Der Deckeltext meint: «Nur zwei Dinge machen Toto Hoffnung - das Wiedersehen mit Kasimir und sein einziges Talent: das Singen. Es führt Toto bis nach Paris. Ein wütender, schriller Roman einer großen Autorin über das Einzige im Leben, was zählt.»
Doch Kasimirs erster Plan, Toto bei einer Operation sterben zu lassen, misslingt. Als Toto schließlich zur Frau wird, beschließt Kasimir Toto mit Liebe zu töten. Sibylle Bergs Roman erzählt Totos Geschichte von 1966-2003, bis zu Totos grauenvollem Ende. Kurz bevor Toto stirbt, kann sie noch ihre Lieder aufnehmen.
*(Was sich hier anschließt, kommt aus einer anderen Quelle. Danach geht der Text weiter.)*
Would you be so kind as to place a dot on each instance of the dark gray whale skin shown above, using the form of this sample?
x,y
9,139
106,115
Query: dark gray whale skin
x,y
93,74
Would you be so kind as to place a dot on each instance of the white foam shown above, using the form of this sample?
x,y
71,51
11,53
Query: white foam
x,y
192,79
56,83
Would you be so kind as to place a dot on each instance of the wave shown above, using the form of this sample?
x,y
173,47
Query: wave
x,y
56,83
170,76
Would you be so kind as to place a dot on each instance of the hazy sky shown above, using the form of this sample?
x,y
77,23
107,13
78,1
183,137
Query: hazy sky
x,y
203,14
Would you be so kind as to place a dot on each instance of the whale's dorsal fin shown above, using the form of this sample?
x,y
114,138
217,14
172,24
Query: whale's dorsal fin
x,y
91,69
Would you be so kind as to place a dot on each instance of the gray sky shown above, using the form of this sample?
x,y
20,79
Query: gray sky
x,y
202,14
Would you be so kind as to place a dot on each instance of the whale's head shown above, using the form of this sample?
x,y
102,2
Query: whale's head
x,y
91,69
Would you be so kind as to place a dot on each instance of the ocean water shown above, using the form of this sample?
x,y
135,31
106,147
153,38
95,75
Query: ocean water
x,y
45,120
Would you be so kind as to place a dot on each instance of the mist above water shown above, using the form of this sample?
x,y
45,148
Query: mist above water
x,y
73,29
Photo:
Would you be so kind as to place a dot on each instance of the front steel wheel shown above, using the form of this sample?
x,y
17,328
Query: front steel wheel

Barbara erzählt uns bildhaft die Novelle Spiegel, das Kätzchen, ein Märchen von Gottfried Keller, aus «Die Leute von Seldwyla».
Der Kater schließt, um nicht zu verhungern, mit dem Seldwyler Stadthexenmeister Pineiß einen schlimmen Vertrag: Pineiß, der zu seiner Hexerei den Schmer (das Fett) von Katzen braucht, verpflichtet sich, Spiegel herauszufüttern. Als Gegenleistung muss Spiegel sich schlachten lassen, sobald er fett genug ist. Aber der kluge Kater windet sich heraus, und am Ende ist Pineiß der Angeschmierte: Spiegel vermittelt ihm eine schöne junge Ehefrau mit reicher Mitgift, die sich aber in der Hochzeitsnacht als scheußliche alte Hexe entpuppt; woher, laut Erzähler, das Sprichwort stammen soll: „er hat der Katze den Schmer abgekauft“, wenn jemand einen schlechten Handel gemacht hat.

Rita empfiehlt den Krimiliebhabern unter uns Griessnockerl von Rita Falk. Ein witziger Klamauk mit Franz Edelhofer. Der ist Dorfpolizist in seinem niederbayerischen Heimatdorf Niederkaltenkirchen (Der Ort ist von der Autorin frei erfunden). Dort stolpert der Franz ebenso genial wie tollpatschig durch seine Fälle. Die Bücher sind zwar keine hochgeistige Kriminahrung, aber sehr lustig zu lesen. Ich habe sie erwähnt, weil alle vier erschienenen Bücher von Rita Falk „Spiegel“ Bestseller sind.

Lukas ergänzt noch um zwei Zeichnungen von Maurits Cornelis Escher: Kugel und Hands

  5stars = ein Must! ... bis ... 1star = Chasch vergässe!